Nevertheless, many people still seem to believe in the end of history thesis, and the recent election of Joe Biden has contributed to the feeling that we can now go back to the end of history again. As if Donald Trump was an asteroid that had hit the earth out of nowhere, rather than having emerged out of the deep antagonisms, contradictions, and problems of the American, and consequently, general world order. As if it is enough to get rid of Trump, and everything will be nice and beautiful again. This is precisely the way the idea of the end of history (and the end of ideology) continues to live. It lives in the form of refusing to see the social devastation caused by this very ideology. This devastation is what got Trump elected in the first place, and what got him elected from the very inside of the end of history. By the way: the direct philosophical inspiration for Fukuyama's thesis came from Alexandre Kojève's Lectures on the Phenomenology of Spirit. When discussing the imminent end of history and what he meant by it, Kojève described it as the point when "man will become animal again". In this context, he speaks of man as "a post-historical animal" who will no longer know "happiness" but will exist instead as eternally content with himself. And he adds the following interesting remark concerning language:

The definitive annihilation of Men properly so-called also implies the definitive disappearance of human Discourse (Logos) in the strict sense. Animals of the species Homo sapiens would henceforth react by conditioned reflexes to vocal signals or sign 'language', and thus their so-called 'discourses' would be like what is supposed to be the 'language of bees'.
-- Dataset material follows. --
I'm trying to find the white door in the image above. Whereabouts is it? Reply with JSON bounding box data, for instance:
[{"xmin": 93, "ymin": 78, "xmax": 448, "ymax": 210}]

Kojève speaks of bees and their "language", but if we change the type of animal and replace bees with birds, we come uncannily close to our world in which not only people, but also leading politicians, communicate primarily by – tweeting… "tweet, tweet, tweet". And, what's more, we mostly react with "conditioned reflexes".

But as stated above – regardless of all the tweeting and buzzing – this end of history is itself coming to an end, and we would do better to realize this instead of pretending that we can return to the end of history. Is this end of the end (of history) good news? I think that may be the wrong question. The end of the status quo and the general instability, the surfacing of dramatic contradictions and antagonisms, the incitement of violence, is not yet, in itself, a solution or redemption. It also does not carry within itself any teleological orientation, the promise of a better world or of a direction in which a better world might develop. The end of the end that is happening now, right before our eyes, is not instantaneous, but ongoing and will continue for some time. It thus makes little sense to keep repeating that "radical changes are necessary" – because radical changes are already happening, the world is changing dramatically, and it isn't waiting for us to change it, or to decide what to do. It is changing dramatically for all kinds of reasons, and it seems that we have no option but to join this change and mobilize to steer it or to alter its direction with ideas and actions that are as collective and emancipatory as possible.